Kang Yo Han menatapnya, bibirnya nyaris membentuk senyuman. Gelengan kepalanya membuat Kim Ga On sesaat merasa lega.
"Tidak." Suaranya tidak lebih dari sebuah desahan.
"Kita akan membahas hal lain."

"Sepenting apakah itu hingga kau tiba-tiba datang pagi hari, mengawasi halaman rumahku seperti seorang penguntit?" Kim Ga On tidak menyadari betapa cemasnya ia hingga menanyakan alasan dengan cukup kasar. Sesungguhnya, kegelisahannya bukan hanya tentang kejahatan yang diam-diam ia lakukan, melainkan lebih pada bagaimana cara pria itu menatapnya. Dia selalu memberikan efek gugup padanya dengan cara yang sangat elegan.

"Ah, sepertinya aku membuatmu tidak nyaman."

"Tidak, bukan begitu maksudku." Kim Ga On berkedip, mengumpulkan puing-puing pengendalian diri. Dia harus tenang, tidak boleh membiarkan petugas ini mencurigainya.

"Kalau begitu, bisa kita bicara di dalam? Pagi ini cukup dingin."

Kim Ga On mengangguk. Tidak mungkin selamanya mereka berdiri di halaman.

"Silakan masuk." Dia berjalan lebih dulu dengan Kang Yo Han di belakangnya.

"Sejujurnya, terlalu pagi untuk bertamu, terlebih tanpa kabar terlebih dulu." Kim Ga On mendorong pintu, melangkah masuk tertatih-tatih.

Dia yakin pria di belakangnya mengintai cukup dekat untuk mendengarkan kata-katanya barusan, tetapi dia tidak mengungkapkan apa pun sebagai tanggapan. Sedikit pusing karena efek minuman dan kurang tidur, Kim Ga On duduk di sofa disusul Kang Yo Han yang mengambil tempat di hadapannya.

Dalam sekali pandang, mata Kang Yo Han menyapu ruangan. Ada sesuatu yang kurang dalam ruangan itu dibandingkan dengan terakhir kali ia berkunjung kemari.

"Tidak ada bunga lily," celetuknya, tanpa maksud apa pun.

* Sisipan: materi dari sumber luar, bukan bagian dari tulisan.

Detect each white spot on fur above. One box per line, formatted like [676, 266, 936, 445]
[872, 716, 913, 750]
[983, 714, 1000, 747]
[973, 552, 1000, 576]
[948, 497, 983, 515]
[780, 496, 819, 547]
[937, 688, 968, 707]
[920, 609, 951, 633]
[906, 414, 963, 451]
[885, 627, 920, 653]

Kim Ga On menatapnya aneh. "Aku sudah membuangnya. Itu tidak lagi diperlukan."

"Itu diperlukan untuk mempercantik ruangan."

"Kali ini tidak bunga lily. Aku akan menggantinya dengan mawar."

Kang Yo Han mengangkat alis dan tersenyum sekilas.

"Katakan apa yang bisa kubantu," Kim Ga On berkata lagi pada si tamu.

"Tidak ada. Aku hanya ingin memeriksa keadaanmu."

"Alasan yang sederhana, tapi terdengar ganjil. Seorang petugas handal dan sibuk menghajar kriminal tiba-tiba menyempatkan waktu melihat keadaanku. Seorang pemuda biasa."

"Kau bukan pemuda biasa," sahut Kang Yo Han, menjalin jemari di atas pahanya dan tampak sangat tenang. Jauh berbeda dengan sang tuan rumah.

"Apa yang unik dari diriku?" Kim Ga On menaikkan kewaspadaan.

"Entahlah. Aku merasa kau jauh di luar dugaan siapa pun."

"Apa itu tuduhan?"

"Tidak. Ini naluri."

Mereka bertatapan, dan Kim Ga On membuang wajah dengan segera.

"Aku tidak paham arah pembicaraanmu."

"Singkatnya, kau membuatku penasaran."

"Tentang apa?"

Kang Yo Han mengangkat bahu. "Entahlah. Sorot matamu, seringaimu, semuanya seolah menutupi sesuatu. Tapi jangan khawatir, aku hanya ingin lebih dekat denganmu sebagai seorang teman alih-alih sebagai petugas polisi dan kriminal."

"Aku bukan kriminal." Kim Ga On menautkan alis disusul tawa datar.
"Astaga, aku tak percaya ini. Kau membuatku bingung."

"Tidak ada yang mengatakan kau seorang kriminal," Kang Yo Han menegaskan.
"Aku menawarkan hubungan pertemanan. Petugas polisi dan kriminal tidak bisa berteman, bukan?"

"Kau benar." Kim Ga On menghela napas. Ada kelegaan di wajahnya.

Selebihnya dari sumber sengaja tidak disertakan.